Listlessly, I flip through the pages of the New Yorker. My name is not on the masthead, and none of the articles or authors there seem to interest me. Yet I flip nonetheless.
I risk paper cuts by doing so. Judging silently, by now a young 30-something with no longer half baked ideas in her head. These ideas are well done. Overcooked, perhaps. Not yet crisped beyond palatability, but one day we will be there. But not today.
I can taste the ash of dreams in my mouth. This is not a pleasant feeling. To have been writing for so long but still be here, at my kitchen table, flipping idly through the pages. And still not feeling a sense of belonging.
Part of me still believes that it has to do with my college education, or lack thereof. I understand the Oxford comma, but fuck anyone who lets a comma get in the way of grand, human emotion.
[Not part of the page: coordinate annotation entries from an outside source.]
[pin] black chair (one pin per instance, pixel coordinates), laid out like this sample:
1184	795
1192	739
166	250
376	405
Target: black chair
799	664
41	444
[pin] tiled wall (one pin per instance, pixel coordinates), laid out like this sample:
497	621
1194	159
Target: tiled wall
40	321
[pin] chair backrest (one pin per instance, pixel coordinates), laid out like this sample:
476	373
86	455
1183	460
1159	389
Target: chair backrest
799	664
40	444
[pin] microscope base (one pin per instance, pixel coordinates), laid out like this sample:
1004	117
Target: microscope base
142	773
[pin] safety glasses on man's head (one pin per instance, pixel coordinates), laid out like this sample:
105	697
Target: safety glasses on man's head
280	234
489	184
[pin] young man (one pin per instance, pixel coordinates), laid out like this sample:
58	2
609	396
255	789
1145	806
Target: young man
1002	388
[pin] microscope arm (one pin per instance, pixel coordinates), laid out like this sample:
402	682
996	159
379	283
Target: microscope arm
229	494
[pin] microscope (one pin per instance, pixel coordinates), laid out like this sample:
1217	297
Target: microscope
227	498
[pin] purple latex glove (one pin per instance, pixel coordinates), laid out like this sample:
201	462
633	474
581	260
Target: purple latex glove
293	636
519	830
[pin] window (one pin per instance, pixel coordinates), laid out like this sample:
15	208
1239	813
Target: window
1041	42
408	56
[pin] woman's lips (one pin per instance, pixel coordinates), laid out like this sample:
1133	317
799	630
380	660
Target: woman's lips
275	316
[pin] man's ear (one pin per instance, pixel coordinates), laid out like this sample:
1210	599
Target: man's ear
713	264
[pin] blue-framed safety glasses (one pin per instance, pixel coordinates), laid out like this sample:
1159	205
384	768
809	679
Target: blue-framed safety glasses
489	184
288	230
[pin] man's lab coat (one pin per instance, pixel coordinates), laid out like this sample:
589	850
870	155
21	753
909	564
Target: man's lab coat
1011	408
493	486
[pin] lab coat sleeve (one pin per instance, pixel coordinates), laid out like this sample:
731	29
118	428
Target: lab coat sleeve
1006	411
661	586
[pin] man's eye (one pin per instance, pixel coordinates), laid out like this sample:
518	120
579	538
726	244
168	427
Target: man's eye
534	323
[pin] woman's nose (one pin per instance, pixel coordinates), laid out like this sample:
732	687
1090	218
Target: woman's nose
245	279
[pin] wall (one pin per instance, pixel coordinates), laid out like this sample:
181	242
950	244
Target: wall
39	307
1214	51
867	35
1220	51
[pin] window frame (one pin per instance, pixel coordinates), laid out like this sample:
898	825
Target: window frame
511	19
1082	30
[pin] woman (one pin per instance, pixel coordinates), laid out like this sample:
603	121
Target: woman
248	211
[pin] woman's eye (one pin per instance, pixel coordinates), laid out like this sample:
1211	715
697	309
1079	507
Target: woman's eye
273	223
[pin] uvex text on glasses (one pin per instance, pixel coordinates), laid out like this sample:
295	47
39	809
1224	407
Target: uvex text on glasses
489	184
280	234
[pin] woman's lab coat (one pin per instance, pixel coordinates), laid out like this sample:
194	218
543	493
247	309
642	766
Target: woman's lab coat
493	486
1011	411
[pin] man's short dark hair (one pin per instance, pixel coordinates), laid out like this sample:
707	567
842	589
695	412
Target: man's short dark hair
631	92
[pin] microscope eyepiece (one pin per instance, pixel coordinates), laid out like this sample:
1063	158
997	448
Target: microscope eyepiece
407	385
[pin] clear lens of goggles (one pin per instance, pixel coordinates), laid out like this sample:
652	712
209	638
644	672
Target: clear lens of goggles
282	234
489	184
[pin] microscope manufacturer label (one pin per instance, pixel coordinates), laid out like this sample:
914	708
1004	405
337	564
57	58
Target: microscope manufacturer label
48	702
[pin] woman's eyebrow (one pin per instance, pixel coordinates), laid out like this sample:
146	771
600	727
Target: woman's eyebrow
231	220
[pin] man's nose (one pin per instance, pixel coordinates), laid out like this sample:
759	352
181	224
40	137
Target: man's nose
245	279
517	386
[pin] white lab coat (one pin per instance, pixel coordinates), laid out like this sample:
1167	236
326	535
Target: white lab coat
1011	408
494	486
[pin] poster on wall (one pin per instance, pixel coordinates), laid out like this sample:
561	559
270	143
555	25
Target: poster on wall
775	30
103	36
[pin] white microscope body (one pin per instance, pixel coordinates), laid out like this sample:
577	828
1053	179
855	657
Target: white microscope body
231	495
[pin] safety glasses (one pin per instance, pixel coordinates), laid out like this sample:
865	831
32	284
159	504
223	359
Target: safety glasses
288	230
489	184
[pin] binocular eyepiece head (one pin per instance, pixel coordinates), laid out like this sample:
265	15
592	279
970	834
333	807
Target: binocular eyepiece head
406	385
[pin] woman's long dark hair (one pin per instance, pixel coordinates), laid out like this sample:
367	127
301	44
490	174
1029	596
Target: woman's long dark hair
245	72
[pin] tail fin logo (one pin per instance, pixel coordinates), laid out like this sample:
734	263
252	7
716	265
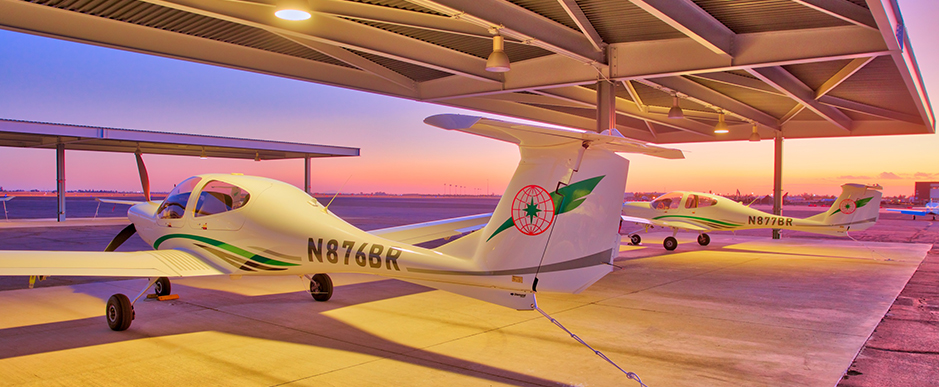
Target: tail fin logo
848	206
532	210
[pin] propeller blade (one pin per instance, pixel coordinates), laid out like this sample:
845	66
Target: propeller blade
144	178
121	237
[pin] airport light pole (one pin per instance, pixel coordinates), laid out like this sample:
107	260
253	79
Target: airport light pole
777	179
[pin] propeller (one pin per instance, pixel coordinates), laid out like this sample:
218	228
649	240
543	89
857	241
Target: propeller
130	230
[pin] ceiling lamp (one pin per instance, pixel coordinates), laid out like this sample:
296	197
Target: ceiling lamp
292	10
675	111
498	62
755	136
721	126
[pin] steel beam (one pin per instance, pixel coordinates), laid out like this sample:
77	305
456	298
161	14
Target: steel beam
787	83
517	22
694	22
777	178
60	180
606	106
573	10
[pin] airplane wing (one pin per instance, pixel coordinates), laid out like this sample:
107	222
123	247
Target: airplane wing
638	220
683	225
428	231
117	201
910	212
664	223
157	263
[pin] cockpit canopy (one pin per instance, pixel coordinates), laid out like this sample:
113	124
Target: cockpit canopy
216	197
673	200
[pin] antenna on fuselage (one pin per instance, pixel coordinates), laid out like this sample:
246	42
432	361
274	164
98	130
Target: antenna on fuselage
325	209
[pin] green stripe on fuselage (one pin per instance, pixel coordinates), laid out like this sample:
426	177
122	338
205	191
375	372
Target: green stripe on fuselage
226	246
699	219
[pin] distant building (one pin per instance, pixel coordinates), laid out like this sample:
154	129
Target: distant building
926	191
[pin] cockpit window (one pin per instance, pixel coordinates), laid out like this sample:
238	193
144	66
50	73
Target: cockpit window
174	205
704	201
667	201
218	197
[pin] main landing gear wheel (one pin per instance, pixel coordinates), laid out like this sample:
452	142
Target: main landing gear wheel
670	243
119	312
704	239
162	286
321	287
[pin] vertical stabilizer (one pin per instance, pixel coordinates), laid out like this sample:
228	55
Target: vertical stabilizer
857	208
556	227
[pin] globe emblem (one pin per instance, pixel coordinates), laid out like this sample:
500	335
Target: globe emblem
532	210
847	206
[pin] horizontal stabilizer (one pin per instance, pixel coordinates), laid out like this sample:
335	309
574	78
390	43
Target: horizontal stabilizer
118	201
537	136
428	231
160	263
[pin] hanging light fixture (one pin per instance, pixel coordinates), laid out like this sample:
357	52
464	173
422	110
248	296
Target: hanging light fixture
293	10
498	62
721	126
675	111
755	136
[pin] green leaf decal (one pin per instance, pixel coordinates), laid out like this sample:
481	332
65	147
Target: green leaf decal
565	199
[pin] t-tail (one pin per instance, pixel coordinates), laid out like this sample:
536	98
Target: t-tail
556	227
856	209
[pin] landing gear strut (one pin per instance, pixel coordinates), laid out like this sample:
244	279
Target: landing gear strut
321	287
120	310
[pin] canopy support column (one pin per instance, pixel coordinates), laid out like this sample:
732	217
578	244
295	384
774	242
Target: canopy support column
60	179
777	179
306	174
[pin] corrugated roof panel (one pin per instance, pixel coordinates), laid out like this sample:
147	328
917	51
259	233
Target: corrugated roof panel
746	16
816	74
476	46
399	4
878	84
550	9
621	21
772	104
415	72
174	20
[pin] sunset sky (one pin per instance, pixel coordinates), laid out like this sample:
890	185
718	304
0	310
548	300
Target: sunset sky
50	80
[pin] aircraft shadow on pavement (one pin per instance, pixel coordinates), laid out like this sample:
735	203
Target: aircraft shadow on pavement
35	339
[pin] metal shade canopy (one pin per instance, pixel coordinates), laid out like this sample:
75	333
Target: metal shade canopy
810	68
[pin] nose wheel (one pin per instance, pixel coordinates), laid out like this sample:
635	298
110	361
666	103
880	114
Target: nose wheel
704	239
321	287
670	243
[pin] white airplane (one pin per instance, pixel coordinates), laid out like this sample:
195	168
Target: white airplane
856	209
931	208
555	229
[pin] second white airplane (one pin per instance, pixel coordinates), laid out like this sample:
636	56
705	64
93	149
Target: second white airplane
554	230
856	209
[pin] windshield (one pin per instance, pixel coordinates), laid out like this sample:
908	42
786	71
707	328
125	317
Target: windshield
218	197
174	206
667	201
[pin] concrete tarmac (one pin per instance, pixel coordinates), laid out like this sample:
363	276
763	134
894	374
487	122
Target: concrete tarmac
745	310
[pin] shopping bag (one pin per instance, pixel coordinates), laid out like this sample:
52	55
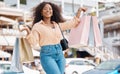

I deserve to be on these pages. I deserve notoriety. I have slaved through the word mines of fear and near death. When will I be worthy of New York style fame. When will I be vaunted from this holding place in Oakland, California, which stymies me more as the days go by. When will I be set free from the cage of a city that no longer loves art. Who will save me.
I flip. Through this magazine and that. When will my name be here. When will I be lifted away. When can I leave Oakland. When will I be good enough. When will someone deem me worthy of saving, of paying for a way to not be here, where there is nothing, but the ashes of the dead and the deceit of the living. When do I get to be pretty on a magazine page. When do I get to be anywhere but here.